0

For example, given n, which may be 1000000 or 100000000, to find out

0 ^ 1 ^ 2 ^ 3 ^ ... ^ n

there can be several ways:

p (0..n).inject(:^)
p 0.upto(n).inject(:^)
p (n+1).times.inject(:^)

(is there any other common ways to do this in Ruby?) Which of the common ways to loop through a range in Ruby actually creates an array and therefore may cause huge memory usage? (as a general rule to remember).

On a Mac, are there ways either inside of the Ruby program and by using the OS to tell that the memory use is in fact minimal (O(1) space) to verify that no actual array is created?

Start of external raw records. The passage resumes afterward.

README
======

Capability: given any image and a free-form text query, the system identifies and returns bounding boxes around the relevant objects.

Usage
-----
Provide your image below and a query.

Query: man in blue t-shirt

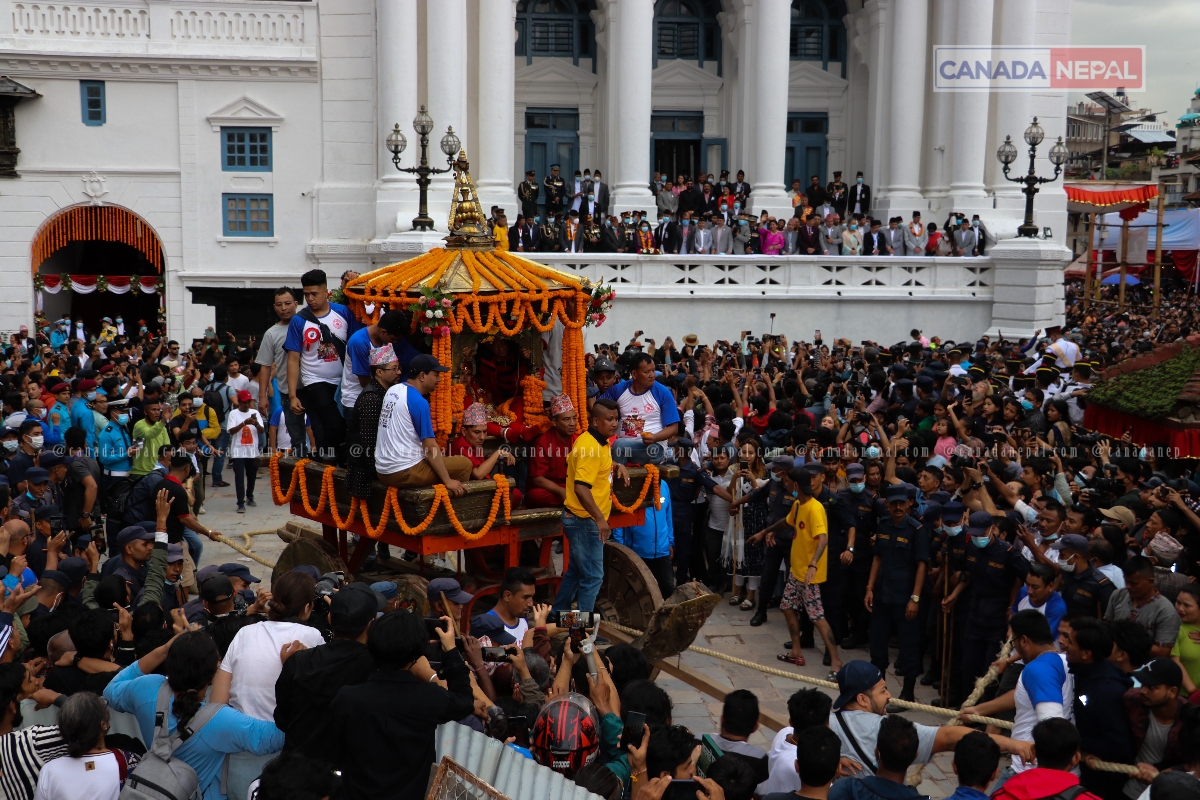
[283,270,362,463]
[601,353,679,464]
[342,311,420,420]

P.S. one way is to make n quite big such as 100000000, run it, and use ps v in another shell to see that memory is at a low % (as compared to running a program with (0..n).to_a.inject(:^)), but I am not sure if there is a better way.

nonopolarity
  • 146,324
  • 131
  • 460
  • 740
  • 1
    In general, Ruby won't create an array unless it really has to, see https://stackoverflow.com/q/6487747/479863 (which is about 1.9.2 but it is highly unlikely that the behavior has changed for the worse). – mu is too short Aug 19 '19 at 00:45

2 Answers2

3

None of those three create an array. The first creates a Range, the last two create an Enumerator.

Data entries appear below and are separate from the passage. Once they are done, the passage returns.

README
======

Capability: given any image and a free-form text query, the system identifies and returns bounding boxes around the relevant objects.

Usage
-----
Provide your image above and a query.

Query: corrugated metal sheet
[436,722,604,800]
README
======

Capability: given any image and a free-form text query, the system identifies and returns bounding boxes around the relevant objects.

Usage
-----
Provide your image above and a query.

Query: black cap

Proof (in MRI only, tested on 2.6.3p62):

# Does not create an array:
ruby -e 's = {}; GC.start; p "Before: #{ObjectSpace.count_objects(s)[:T_STRING]}"; ("AAAA".."ZZZZ").each { |x| p "During: #{ObjectSpace.count_objects(s)[:T_STRING]}" if x == "ZZZZ" }'
# => "Before: 8417"
# => "During: 16979"

# Creates an array:
ruby -e 's = {}; GC.start; p "Before: #{ObjectSpace.count_objects(s)[:T_STRING]}"; ("AAAA".."ZZZZ").to_a.each { |x| p "During: #{ObjectSpace.count_objects(s)[:T_STRING]}" if x == "ZZZZ" }'
# => "Before: 8417"
# => "During: 780125"

The only difference between the two is #to_a inserted before #each. The exact numbers will change from run to run, but the magnitude should be obviously different. I went with strings rather than integers because small integers are not implemented as objects and cannot be counted by Objectspace::count_objects.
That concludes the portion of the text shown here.